The cases of Lillian, Nadia, Gary and Shirley are all currently waiting to be heard by the European Court of Human Rights.Any decision by the European Court on these cases will have huge consequences for the freedom of Christians in the UK and Europe to live by their beliefs in public.
Prime Minister David Cameron recently gave a speech in Oxford,on the 400th anniversary of the King James Bible, during which he proclaimed that Britain was a Christian nation and should continue to be informed by Christian moral values.
Yet, despite this, the Government has decided not to back the four Christians who have taken their cases to the European Court, but rather to argue that they were right to have been penalised.
And when asked about Eunice and Owen Johns, the Christian foster parents who were stopped from continuing to foster because of their Christian sexual ethics, the Prime Minister backed the decision of Derby Council and claimed that “Christians should be more tolerant”.
The decision not to back the four cases has been heavily criticised by Lord Carey, the former Archbishop of Canterbury, who stated: “I am very disappointed for the individuals concerned who have simply followed their conscience. Such is the result of a liberal establishment that has become deeply illiberal.”
Tory MP Gary Streeter is now leading a cross-party group of parliamentarians who are conducting an inquiry into discrimination against Christians. Christian Concern, along with other organisations, has been giving extensive evidence to the enquiry.

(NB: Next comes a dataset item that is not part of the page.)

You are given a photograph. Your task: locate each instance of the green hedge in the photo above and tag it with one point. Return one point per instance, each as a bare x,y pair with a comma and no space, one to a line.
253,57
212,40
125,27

Andrea Minichiello Williams, CEO of Christian Concern, commented:
“I have witnessed a real restriction of religious freedom in this country in the last few years. Increasing numbers of Christians have been penalised for their faith in the public sphere. Some Christians have been threatened with disciplinary action, suspended, and even sacked for refusing to act against their consciences. This has to stop, and I believe that it will.”